At some point, I'm sure I'll reflect on the past two years of life with Mark, but for now let's try to push forward. We married in mid-July, and I took my last birth control pill on August 8th. I always thought I'd want to wait a while to start a family, but Mark was gung-ho and ready to go. After much discussion, a reminder that I'm not getting any younger, and an "ok" from my gynocologist, we decided to give it a shot. Who would have thought we'd be here almost a year later with no baby in sight?!?

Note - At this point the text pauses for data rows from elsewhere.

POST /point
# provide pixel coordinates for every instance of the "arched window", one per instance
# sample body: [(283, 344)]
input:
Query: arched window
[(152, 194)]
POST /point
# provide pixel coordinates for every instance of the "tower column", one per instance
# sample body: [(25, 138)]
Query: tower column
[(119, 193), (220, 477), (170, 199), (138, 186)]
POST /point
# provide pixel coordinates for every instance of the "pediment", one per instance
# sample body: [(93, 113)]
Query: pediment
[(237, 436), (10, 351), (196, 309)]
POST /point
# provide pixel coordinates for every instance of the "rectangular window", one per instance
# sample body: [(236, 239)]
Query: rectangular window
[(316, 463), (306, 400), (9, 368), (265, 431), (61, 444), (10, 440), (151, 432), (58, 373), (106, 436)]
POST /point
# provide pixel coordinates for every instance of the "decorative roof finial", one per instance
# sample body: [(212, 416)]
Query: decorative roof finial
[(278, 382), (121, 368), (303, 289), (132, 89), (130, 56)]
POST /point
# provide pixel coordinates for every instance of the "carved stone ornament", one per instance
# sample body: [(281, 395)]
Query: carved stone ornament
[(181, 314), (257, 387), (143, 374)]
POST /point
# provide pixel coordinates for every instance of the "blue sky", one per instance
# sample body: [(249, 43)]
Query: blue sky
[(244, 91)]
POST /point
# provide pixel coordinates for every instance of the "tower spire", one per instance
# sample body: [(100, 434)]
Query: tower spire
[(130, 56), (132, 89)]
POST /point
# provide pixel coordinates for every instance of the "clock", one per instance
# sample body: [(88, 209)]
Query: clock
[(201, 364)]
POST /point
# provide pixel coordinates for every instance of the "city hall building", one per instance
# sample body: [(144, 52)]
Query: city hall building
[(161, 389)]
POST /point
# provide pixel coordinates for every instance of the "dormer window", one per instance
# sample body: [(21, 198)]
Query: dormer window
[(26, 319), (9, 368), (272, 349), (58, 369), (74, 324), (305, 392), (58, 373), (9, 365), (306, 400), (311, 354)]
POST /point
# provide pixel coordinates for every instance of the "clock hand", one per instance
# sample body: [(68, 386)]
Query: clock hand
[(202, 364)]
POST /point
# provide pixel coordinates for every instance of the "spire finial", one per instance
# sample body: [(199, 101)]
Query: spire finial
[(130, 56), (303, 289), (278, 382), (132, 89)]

At this point, we're not sure what's wrong, but I've yet to ovulate since stopping birth control. I never had regular cycles, which is why I went on birth control in December 2005. Who knows the last time I ovulated?!? After eight months (5 cycles) with my OBGYN, we were referred to a fertility specialist. GREAT-- only his office is a 3 hour drive to Jackson. So far no luck yet, but I started Cycle 7 yesterday, and I'm remaining hopeful. This is, after all, our last cycle before "bringing out the big guns" as my RE says. So, here's to Fortamet (1000mg) and Clomid (150mg for 7 days)....

Seriously, if you read all this, you totally rock! I promise not to be so verbous in the future. Okay, I really shouldn't make that promise, but thanks for reading nonetheless!